William Fitzgerald lived in the mid-19th century in the area around Ballydesmond–possibly Glenreagh or Lacka, but information on him is spotty. It seems he was a student of Corney Drew and became a travelling fiddle teacher himself. In 1866 he produced a manuscript of his repertoire which survives to this day. It was printed, in part, in Dan Herlihy’s Sliabh Luachra Music Masters, Vol. 2 (though misattributed to Corney Drew.) The Fitzgerald manuscript represents the repertoire and style of Sliabh Luachra before the craze for polkas and slides as we know them really took hold. It contains a great many waltzes, jigs, and reels, a few English tunes, and a number of polkas in a more “continental” style than what we would now identify as a Sliabh Luachra polka.
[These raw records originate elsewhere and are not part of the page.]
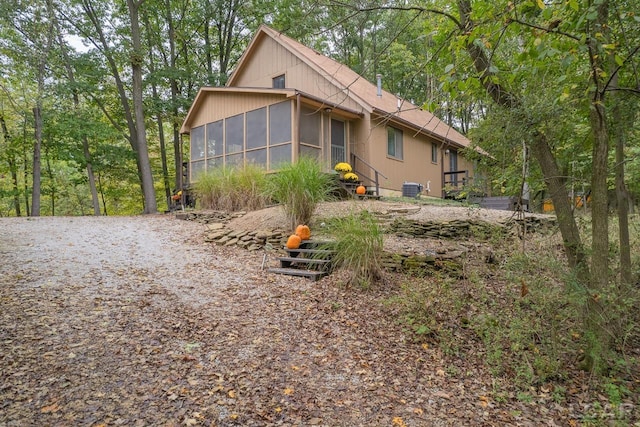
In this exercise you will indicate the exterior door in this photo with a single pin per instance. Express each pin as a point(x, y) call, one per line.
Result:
point(338, 142)
point(453, 167)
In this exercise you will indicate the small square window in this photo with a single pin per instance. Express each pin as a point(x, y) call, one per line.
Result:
point(278, 82)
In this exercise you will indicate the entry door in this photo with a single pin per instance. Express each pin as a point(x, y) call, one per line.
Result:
point(453, 166)
point(338, 142)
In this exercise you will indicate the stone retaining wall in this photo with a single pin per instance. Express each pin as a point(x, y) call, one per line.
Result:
point(449, 261)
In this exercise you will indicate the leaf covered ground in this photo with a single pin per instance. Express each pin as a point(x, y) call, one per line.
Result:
point(135, 321)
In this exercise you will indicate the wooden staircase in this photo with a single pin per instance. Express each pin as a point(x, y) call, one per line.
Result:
point(350, 188)
point(311, 260)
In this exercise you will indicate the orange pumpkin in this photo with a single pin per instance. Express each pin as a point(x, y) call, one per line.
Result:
point(303, 231)
point(293, 242)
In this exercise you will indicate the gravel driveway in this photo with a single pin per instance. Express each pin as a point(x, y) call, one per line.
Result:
point(134, 321)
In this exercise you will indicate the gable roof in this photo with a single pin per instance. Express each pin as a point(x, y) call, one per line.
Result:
point(387, 107)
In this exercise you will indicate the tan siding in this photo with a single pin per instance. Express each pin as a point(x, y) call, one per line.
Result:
point(416, 165)
point(218, 106)
point(271, 59)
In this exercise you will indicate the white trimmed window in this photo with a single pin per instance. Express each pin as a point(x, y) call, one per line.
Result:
point(394, 143)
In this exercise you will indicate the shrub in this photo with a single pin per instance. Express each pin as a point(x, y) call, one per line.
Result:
point(232, 189)
point(299, 187)
point(358, 247)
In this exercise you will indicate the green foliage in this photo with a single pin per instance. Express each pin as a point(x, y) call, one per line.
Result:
point(232, 189)
point(299, 187)
point(358, 247)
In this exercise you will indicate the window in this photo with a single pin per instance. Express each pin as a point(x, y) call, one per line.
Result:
point(280, 123)
point(197, 143)
point(257, 128)
point(214, 139)
point(310, 126)
point(394, 143)
point(278, 82)
point(234, 138)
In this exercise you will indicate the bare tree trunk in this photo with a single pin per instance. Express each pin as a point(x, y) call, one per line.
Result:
point(13, 167)
point(539, 147)
point(85, 141)
point(148, 190)
point(136, 136)
point(622, 195)
point(177, 152)
point(37, 173)
point(159, 121)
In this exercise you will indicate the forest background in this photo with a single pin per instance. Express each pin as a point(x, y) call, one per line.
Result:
point(92, 95)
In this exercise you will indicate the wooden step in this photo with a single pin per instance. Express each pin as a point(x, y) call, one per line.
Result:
point(314, 275)
point(287, 262)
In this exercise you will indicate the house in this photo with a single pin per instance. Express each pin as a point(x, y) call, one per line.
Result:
point(285, 100)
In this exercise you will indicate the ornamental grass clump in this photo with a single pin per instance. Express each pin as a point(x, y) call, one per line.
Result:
point(358, 244)
point(342, 167)
point(299, 187)
point(232, 189)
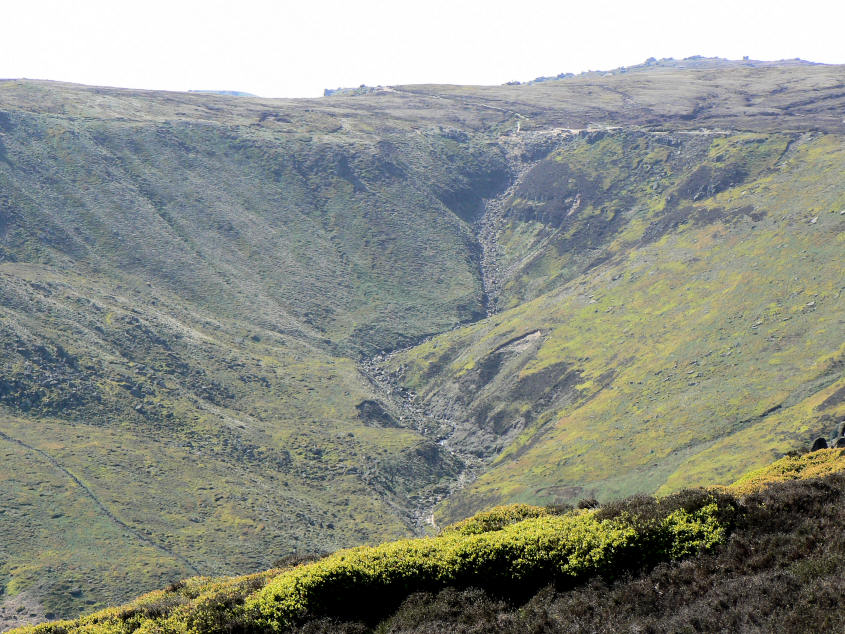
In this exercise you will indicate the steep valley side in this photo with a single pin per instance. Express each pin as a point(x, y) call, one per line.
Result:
point(238, 329)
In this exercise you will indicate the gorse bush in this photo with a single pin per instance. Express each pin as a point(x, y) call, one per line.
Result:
point(512, 552)
point(533, 551)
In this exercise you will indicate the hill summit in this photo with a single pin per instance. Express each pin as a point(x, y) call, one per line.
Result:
point(234, 329)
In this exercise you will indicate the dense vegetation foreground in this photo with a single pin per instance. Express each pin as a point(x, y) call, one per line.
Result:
point(765, 554)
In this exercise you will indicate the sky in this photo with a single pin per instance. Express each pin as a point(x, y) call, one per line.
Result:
point(296, 49)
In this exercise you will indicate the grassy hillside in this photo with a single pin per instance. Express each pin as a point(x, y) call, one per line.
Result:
point(191, 286)
point(510, 552)
point(676, 316)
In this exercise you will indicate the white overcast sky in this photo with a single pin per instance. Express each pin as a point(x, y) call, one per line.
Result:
point(295, 49)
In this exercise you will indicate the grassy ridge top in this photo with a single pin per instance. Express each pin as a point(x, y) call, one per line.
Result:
point(526, 546)
point(188, 281)
point(673, 310)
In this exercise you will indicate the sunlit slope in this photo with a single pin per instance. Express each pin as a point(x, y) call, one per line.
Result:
point(185, 283)
point(708, 337)
point(143, 442)
point(510, 550)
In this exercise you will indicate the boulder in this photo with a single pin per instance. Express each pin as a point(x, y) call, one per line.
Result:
point(819, 443)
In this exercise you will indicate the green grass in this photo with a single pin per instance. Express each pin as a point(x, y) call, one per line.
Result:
point(497, 550)
point(679, 360)
point(187, 282)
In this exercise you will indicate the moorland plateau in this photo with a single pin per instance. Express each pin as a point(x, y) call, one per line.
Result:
point(234, 329)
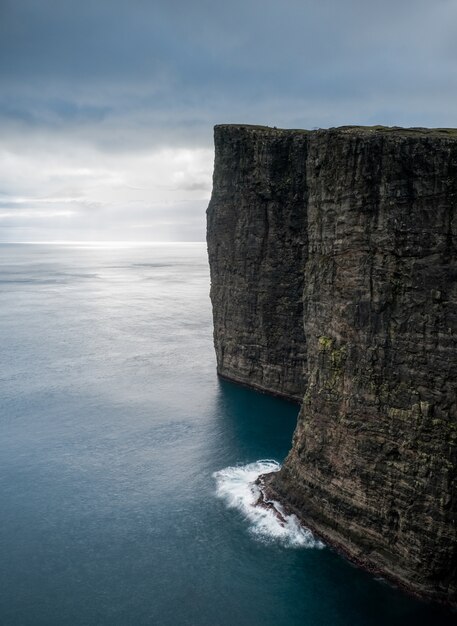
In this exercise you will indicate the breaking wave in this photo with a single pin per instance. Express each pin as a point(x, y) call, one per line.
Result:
point(236, 486)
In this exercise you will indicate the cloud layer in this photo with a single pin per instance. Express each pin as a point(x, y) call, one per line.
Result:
point(107, 107)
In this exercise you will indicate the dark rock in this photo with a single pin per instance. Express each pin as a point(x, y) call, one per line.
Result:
point(334, 276)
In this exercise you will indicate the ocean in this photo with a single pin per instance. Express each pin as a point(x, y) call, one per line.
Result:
point(126, 464)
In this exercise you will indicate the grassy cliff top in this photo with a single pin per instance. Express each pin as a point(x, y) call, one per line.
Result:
point(366, 130)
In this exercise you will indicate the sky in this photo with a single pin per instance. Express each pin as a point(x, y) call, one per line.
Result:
point(107, 107)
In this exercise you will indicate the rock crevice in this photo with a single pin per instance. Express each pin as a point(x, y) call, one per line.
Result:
point(334, 283)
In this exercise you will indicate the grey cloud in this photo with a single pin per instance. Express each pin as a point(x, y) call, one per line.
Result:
point(112, 80)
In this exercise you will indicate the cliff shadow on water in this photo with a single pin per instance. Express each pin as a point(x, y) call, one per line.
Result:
point(334, 281)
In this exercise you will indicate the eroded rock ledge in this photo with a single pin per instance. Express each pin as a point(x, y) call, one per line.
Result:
point(334, 282)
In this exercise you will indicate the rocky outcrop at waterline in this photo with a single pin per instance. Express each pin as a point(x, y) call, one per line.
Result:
point(334, 281)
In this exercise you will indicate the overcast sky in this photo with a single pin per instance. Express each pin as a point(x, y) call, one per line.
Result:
point(107, 106)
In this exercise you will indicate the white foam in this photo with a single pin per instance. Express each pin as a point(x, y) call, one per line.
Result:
point(236, 486)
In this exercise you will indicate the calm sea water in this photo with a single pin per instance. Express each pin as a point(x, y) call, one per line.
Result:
point(112, 427)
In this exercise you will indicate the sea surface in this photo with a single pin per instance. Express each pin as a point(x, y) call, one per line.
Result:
point(126, 465)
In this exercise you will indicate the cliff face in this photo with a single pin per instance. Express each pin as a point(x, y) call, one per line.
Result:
point(257, 246)
point(334, 273)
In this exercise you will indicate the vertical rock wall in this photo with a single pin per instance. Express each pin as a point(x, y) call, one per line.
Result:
point(257, 248)
point(362, 222)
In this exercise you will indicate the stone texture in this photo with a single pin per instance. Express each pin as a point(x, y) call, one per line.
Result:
point(334, 273)
point(256, 246)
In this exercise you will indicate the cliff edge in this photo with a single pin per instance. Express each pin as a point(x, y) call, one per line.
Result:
point(334, 282)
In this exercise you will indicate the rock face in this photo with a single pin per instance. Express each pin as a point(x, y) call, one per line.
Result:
point(257, 247)
point(333, 258)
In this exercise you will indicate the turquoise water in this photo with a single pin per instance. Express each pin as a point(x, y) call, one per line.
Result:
point(112, 426)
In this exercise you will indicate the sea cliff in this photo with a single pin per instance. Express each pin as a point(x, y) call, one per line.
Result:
point(334, 283)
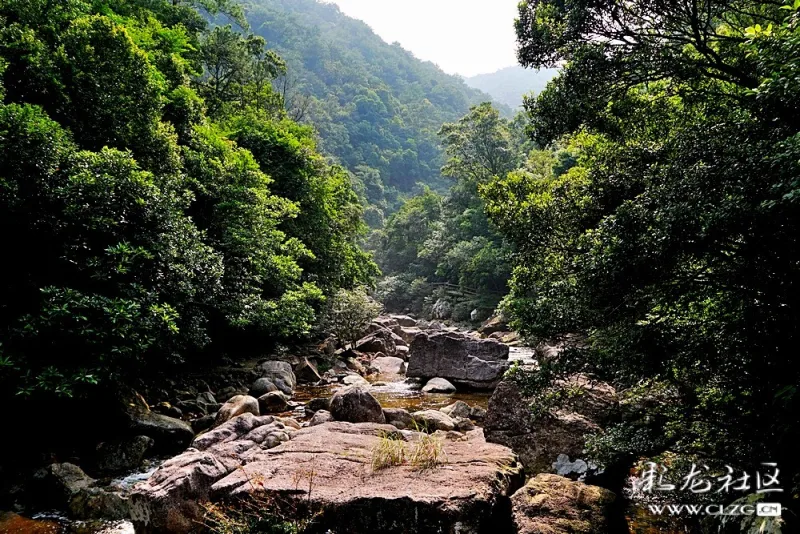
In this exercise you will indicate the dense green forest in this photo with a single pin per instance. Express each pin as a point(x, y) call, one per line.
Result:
point(376, 107)
point(659, 221)
point(508, 86)
point(156, 200)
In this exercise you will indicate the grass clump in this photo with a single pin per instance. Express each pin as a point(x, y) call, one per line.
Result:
point(428, 453)
point(389, 451)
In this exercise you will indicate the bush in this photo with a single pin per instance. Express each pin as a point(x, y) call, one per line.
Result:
point(348, 312)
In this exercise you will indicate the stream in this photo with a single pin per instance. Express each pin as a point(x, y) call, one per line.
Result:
point(392, 391)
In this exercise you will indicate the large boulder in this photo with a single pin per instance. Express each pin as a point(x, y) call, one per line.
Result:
point(556, 505)
point(171, 499)
point(382, 340)
point(431, 420)
point(494, 324)
point(273, 402)
point(262, 386)
point(120, 456)
point(306, 371)
point(328, 468)
point(279, 373)
point(404, 320)
point(539, 441)
point(408, 334)
point(390, 365)
point(461, 359)
point(438, 385)
point(237, 406)
point(355, 404)
point(458, 409)
point(169, 435)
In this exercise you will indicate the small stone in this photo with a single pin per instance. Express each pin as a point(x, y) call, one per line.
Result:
point(273, 402)
point(320, 417)
point(237, 406)
point(438, 385)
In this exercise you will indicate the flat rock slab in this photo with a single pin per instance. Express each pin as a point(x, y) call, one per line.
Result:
point(467, 494)
point(461, 359)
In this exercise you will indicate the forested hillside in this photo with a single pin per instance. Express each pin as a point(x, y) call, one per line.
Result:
point(156, 200)
point(509, 85)
point(376, 107)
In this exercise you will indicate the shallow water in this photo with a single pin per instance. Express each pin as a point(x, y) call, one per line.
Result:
point(393, 392)
point(54, 523)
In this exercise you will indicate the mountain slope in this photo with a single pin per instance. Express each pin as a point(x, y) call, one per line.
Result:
point(509, 84)
point(376, 107)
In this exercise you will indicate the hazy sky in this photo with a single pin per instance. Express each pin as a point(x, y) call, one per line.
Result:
point(465, 37)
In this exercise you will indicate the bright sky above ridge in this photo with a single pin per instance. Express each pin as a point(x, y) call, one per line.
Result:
point(464, 37)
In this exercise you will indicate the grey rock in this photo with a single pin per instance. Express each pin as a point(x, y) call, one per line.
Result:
point(457, 409)
point(464, 360)
point(123, 455)
point(273, 402)
point(355, 404)
point(320, 417)
point(438, 385)
point(262, 386)
point(237, 406)
point(280, 373)
point(431, 420)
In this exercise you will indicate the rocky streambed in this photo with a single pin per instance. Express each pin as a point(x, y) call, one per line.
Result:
point(389, 437)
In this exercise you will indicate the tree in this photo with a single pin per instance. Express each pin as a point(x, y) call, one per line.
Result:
point(660, 223)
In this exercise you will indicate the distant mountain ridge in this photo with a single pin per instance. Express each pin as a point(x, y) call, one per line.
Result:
point(509, 84)
point(377, 108)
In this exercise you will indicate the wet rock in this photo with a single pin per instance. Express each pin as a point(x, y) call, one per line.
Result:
point(408, 334)
point(355, 404)
point(355, 380)
point(461, 359)
point(469, 491)
point(390, 365)
point(203, 423)
point(207, 403)
point(321, 417)
point(404, 320)
point(58, 484)
point(169, 435)
point(494, 324)
point(477, 413)
point(227, 393)
point(438, 385)
point(165, 408)
point(307, 372)
point(170, 500)
point(315, 405)
point(279, 373)
point(463, 424)
point(99, 503)
point(540, 441)
point(237, 406)
point(432, 420)
point(457, 409)
point(402, 351)
point(273, 402)
point(556, 505)
point(262, 386)
point(380, 341)
point(442, 309)
point(122, 455)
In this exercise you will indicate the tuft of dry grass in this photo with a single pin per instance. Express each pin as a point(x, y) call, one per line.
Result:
point(428, 453)
point(388, 452)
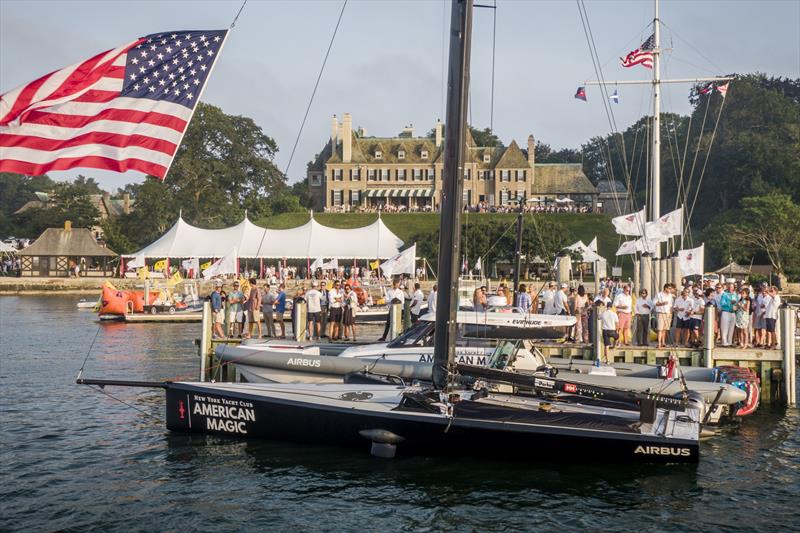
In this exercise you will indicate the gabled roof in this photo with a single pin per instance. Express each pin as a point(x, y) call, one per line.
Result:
point(61, 242)
point(561, 178)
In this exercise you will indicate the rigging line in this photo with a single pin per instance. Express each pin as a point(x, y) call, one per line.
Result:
point(237, 15)
point(494, 47)
point(708, 155)
point(316, 85)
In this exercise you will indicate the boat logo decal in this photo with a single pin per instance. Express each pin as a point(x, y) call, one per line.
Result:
point(355, 396)
point(299, 361)
point(663, 450)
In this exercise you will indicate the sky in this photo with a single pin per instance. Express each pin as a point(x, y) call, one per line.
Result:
point(387, 64)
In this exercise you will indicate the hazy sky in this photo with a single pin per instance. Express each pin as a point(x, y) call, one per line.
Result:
point(386, 66)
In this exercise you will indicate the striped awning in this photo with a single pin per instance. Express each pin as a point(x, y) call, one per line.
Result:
point(399, 193)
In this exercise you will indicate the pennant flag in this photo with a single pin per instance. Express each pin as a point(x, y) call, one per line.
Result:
point(123, 109)
point(632, 224)
point(223, 265)
point(402, 263)
point(691, 260)
point(642, 55)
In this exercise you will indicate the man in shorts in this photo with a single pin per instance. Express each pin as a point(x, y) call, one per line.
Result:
point(314, 310)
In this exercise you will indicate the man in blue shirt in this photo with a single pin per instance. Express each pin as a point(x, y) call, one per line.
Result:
point(727, 322)
point(217, 312)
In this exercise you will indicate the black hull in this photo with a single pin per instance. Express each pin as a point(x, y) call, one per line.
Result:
point(279, 419)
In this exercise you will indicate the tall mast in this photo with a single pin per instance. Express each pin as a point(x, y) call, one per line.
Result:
point(655, 195)
point(452, 191)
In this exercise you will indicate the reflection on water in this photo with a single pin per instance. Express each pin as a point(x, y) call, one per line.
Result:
point(74, 458)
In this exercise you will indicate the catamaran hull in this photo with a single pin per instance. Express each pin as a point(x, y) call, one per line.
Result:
point(190, 409)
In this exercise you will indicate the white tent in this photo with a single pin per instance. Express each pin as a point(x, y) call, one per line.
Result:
point(312, 239)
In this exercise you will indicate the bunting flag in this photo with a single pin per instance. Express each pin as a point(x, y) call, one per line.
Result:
point(642, 55)
point(691, 261)
point(632, 224)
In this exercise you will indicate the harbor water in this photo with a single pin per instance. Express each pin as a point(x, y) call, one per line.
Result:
point(78, 459)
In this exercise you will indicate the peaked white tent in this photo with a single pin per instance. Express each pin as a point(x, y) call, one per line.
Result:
point(312, 239)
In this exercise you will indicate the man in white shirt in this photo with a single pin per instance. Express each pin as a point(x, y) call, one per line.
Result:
point(663, 303)
point(432, 299)
point(684, 305)
point(314, 310)
point(416, 303)
point(623, 303)
point(644, 306)
point(609, 321)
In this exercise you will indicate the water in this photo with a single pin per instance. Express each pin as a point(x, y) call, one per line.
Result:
point(73, 458)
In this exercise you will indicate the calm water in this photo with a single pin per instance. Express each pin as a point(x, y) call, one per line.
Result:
point(75, 459)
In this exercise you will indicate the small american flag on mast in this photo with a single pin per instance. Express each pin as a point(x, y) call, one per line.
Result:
point(642, 55)
point(124, 109)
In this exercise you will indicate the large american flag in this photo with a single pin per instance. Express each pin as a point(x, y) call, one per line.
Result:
point(642, 55)
point(123, 109)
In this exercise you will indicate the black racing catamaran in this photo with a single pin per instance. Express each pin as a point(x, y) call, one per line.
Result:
point(447, 416)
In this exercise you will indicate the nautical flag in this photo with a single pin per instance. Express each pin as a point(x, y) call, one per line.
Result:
point(632, 224)
point(642, 55)
point(123, 109)
point(691, 260)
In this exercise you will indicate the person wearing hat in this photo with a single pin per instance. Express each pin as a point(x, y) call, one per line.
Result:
point(314, 310)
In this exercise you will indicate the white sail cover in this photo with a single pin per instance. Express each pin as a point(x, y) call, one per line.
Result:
point(312, 239)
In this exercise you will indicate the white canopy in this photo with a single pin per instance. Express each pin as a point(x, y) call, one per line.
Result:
point(312, 239)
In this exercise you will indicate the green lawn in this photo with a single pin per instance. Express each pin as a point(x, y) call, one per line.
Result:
point(580, 226)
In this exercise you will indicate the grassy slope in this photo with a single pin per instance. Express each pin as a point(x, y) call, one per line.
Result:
point(580, 226)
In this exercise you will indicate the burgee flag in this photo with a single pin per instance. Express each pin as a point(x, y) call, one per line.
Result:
point(123, 109)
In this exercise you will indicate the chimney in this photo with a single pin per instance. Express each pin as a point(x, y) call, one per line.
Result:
point(347, 138)
point(531, 150)
point(334, 131)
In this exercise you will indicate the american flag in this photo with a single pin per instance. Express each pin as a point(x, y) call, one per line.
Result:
point(123, 109)
point(642, 55)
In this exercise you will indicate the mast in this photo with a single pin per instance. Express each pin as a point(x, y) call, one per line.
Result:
point(655, 194)
point(452, 191)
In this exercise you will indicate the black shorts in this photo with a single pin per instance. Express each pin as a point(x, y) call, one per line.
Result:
point(609, 334)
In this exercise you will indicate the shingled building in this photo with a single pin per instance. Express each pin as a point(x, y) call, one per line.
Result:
point(354, 171)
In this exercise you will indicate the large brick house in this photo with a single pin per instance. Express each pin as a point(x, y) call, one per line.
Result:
point(354, 170)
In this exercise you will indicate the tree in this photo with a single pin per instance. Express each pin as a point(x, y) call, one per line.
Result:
point(770, 224)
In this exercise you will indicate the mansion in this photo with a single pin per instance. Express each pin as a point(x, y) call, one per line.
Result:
point(354, 171)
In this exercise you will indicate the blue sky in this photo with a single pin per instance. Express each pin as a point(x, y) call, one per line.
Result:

It has been said that Pádraig O’Keeffe “studied the music of Fitzgerald,” and by this we might take it to mean that he owned a copy of this manuscript and drew some tunes and settings from it.
Not long after the creation of the manuscript, it seems that Fitzgerald emigrated to America (perhaps coincidentally, around the same time that Corney Drew himself emigrated) and what happened to him after that is not known.
The standard known as Fitzgerald’s Hornpipe (collected by Breandán Breathnach for the second volume of Ceol Rince na hÉireann from Molly Myers Murphy in 1967) is probably named after him.